First, if a drug has a beneficial mechanism that is partly mediated through effects on measures of viral burden, and a harmful one that is not, the degree to which viral burden appears to explain benefit increases with greater degrees of harm. In simple words, the more harmful the side effects of the drug, the more completely its benefit appears to be explained. And even if the drug's mechanisms of action were completely understood, any statistician can tell you that such estimates wobble enormously. In fact, we have already seen in AIDS how misleading such markers can be. For example, British and French investigators preserved with a placebo controlled study of AZT long after all laboratory measures had suggested drug benefit. Long-term results from this land mark trial demonstrated that early and prolonged AZT therapy is not clinically superior to delayed use of AZT, thus establishing the hazard of relying on early marker based prediction of efficacy. A trial of early versus delayed use of AZT in the U.S., analyzed in the Department, produced similar findings.

AIDS is only one of many disease settings where patients' interests are threatened. Consider our experience with the drugs encainide and flacainide used in cardiovascular disease. Demonstrating that these drugs suppress cardiac arrythmias, which often occur after heart attacks and increase the risk of sudden death, led to the use of these drugs by 200,000 Americans per year. Fortunately, a proper long-term study in 2000 patients established that the drugs actually increased deaths by a factor of three, in spite of the positive effect on arrhythmias. Such results imply that their widespread use caused an excess of 4000 deaths per year.
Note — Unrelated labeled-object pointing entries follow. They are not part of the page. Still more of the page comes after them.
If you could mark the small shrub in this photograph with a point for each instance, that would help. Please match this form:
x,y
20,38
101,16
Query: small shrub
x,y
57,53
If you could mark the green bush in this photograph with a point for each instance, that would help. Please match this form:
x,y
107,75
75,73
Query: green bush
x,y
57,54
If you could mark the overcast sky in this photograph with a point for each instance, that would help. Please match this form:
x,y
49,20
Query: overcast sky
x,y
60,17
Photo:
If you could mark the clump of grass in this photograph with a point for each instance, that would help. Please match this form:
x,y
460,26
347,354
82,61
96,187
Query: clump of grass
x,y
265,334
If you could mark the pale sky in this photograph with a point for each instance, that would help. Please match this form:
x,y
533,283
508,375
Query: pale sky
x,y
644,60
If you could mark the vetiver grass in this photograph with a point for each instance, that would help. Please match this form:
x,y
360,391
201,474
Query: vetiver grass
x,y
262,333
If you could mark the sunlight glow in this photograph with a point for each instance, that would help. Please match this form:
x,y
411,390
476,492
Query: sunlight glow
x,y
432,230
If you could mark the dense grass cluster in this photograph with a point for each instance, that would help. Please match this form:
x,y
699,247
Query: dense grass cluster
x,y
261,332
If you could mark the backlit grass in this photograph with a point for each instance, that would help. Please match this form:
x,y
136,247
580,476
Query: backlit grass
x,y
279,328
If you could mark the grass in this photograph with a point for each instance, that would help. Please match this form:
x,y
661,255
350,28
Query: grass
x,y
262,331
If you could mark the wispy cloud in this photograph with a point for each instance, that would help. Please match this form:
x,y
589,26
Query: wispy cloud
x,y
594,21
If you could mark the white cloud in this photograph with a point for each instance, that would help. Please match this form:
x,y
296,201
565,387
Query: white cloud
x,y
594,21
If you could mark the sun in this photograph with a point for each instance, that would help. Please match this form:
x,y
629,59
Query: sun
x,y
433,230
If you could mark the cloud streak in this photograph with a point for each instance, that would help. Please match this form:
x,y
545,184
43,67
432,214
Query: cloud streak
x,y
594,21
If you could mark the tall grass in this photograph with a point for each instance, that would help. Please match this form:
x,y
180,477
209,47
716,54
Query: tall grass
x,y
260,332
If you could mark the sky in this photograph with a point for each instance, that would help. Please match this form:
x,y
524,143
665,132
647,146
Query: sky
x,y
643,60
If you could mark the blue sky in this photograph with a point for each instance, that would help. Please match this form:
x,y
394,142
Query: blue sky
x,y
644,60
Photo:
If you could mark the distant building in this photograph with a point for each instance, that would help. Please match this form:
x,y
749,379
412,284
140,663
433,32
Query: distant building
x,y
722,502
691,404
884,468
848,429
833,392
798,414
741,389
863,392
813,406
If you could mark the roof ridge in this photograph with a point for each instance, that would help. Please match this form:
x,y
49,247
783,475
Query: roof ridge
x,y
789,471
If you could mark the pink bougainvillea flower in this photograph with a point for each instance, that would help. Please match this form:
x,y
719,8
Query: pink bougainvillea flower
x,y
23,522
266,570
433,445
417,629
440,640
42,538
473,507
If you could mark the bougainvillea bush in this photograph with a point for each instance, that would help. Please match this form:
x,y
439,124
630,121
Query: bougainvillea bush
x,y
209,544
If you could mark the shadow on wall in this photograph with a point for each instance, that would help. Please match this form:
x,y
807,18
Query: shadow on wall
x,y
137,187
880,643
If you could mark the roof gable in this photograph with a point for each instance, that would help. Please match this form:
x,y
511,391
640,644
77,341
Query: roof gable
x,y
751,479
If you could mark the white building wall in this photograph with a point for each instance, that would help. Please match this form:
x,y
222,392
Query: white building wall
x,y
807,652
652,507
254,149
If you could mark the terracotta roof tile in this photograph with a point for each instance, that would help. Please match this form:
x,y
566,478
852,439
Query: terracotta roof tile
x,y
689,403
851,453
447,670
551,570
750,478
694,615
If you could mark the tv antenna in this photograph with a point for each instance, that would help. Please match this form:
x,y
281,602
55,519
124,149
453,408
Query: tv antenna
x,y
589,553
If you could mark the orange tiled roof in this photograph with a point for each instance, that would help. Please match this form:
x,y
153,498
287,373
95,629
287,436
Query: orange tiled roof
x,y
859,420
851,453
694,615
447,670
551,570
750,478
If such studies are not carried out in the future, will Americans have reason for belief that approved and prescribed drugs are beneficial?
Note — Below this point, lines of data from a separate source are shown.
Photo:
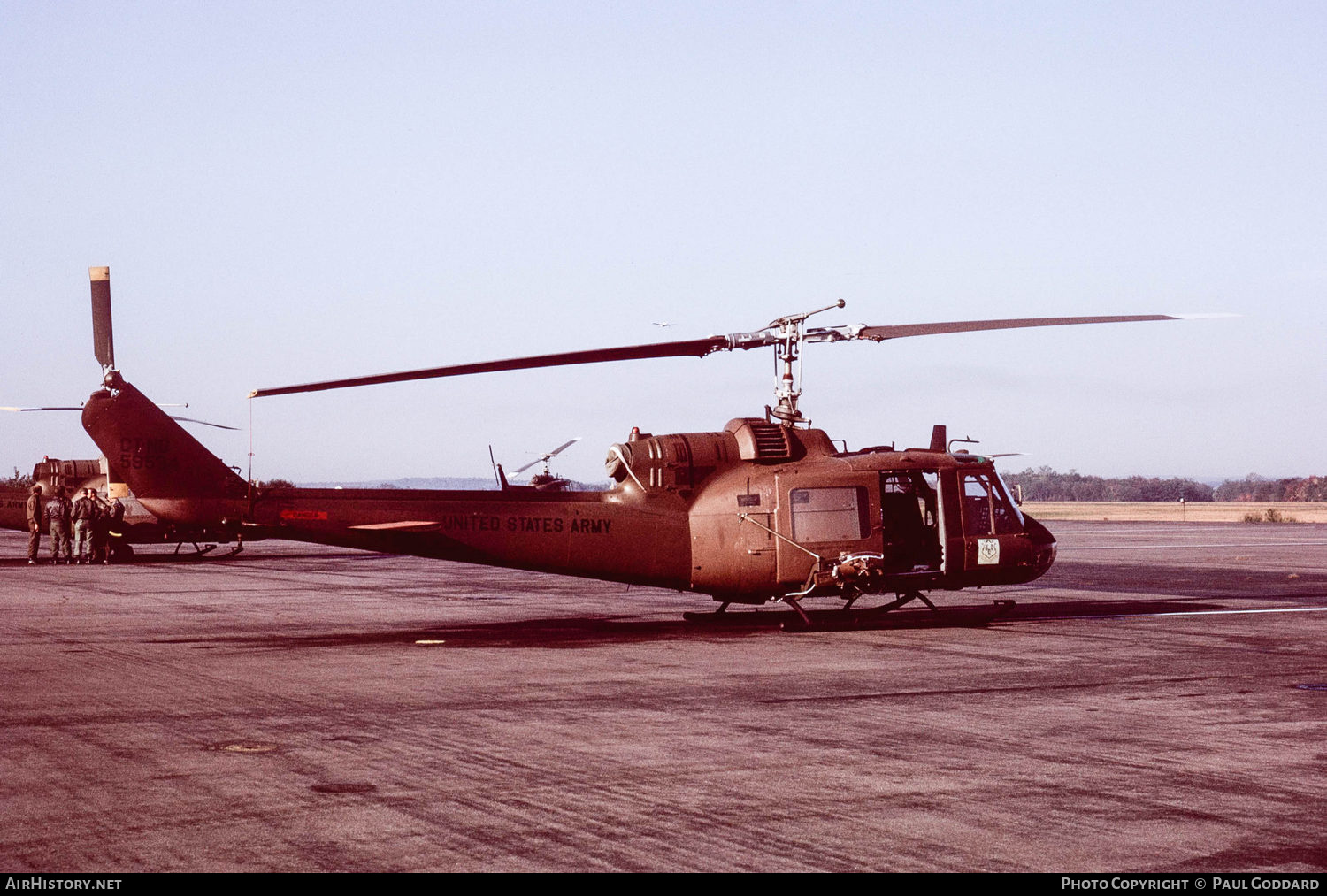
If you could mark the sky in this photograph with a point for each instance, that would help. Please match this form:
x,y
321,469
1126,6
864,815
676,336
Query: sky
x,y
296,191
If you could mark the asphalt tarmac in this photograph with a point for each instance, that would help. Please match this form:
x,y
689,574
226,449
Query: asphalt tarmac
x,y
1156,702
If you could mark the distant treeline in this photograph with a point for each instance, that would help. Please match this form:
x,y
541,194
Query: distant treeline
x,y
1045,484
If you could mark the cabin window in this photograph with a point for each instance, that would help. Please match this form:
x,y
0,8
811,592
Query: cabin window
x,y
987,509
830,514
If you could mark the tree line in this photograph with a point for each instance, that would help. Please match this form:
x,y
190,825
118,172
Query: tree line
x,y
1046,484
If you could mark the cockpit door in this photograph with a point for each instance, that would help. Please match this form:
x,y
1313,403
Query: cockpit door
x,y
993,526
910,521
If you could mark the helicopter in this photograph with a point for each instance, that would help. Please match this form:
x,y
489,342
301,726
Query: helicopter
x,y
764,510
135,525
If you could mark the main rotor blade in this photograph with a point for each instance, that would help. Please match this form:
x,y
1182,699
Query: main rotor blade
x,y
897,331
563,448
103,337
23,409
549,456
694,348
190,419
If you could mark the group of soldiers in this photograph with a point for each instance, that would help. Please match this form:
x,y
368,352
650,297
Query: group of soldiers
x,y
80,530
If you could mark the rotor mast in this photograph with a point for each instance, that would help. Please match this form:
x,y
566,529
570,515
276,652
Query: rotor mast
x,y
788,340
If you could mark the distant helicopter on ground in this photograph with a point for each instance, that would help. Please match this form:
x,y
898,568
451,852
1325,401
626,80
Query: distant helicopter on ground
x,y
764,510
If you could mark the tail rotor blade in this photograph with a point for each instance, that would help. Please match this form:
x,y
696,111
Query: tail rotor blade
x,y
103,339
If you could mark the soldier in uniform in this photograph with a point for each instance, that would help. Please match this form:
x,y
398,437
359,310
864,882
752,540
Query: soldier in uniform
x,y
85,519
101,530
58,517
35,524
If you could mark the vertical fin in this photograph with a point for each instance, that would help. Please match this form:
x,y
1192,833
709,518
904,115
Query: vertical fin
x,y
103,337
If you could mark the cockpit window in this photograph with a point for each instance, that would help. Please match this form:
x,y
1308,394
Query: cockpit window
x,y
986,506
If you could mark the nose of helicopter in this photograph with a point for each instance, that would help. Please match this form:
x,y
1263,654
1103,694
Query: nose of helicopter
x,y
1043,546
While Task Force members openly delighted in evidence purportedly showing viral burden is a "surrogate" for clinical benefit, critical review would have been absent except for one remarkable fact. Some patient activists had insisted on the presence of statisticians at the meeting. Although our objections met with a chilly reception, the cautionary arguments at least got heard. More importantly, so did an important alternative to evaluating therapies based on changes in viral burden, i.e. perform large studies in advanced patients the ones most in need and show that these drugs actually slow disease.

Will other such alliances form to question profitable orthodoxies; can appreciation for quantitative ideas grow? Teaching people formal methods of statistical reasoning may be a tall order in a society that increasingly uses TV images as its reference point. Yet statistical thinking does not always rely on complex math or elaborate logic. Everyone uses the basics of such reasoning whenever deciding what time to leave the office to be reasonably sure of making a flight. Education that builds on a basis of common sense about quantifying uncertainty can reach a wide audience with varying levels of skill. Without such an attempt, the public's ability to assure that its interests are being met could shrink to the size of a sound bite in the nightly news.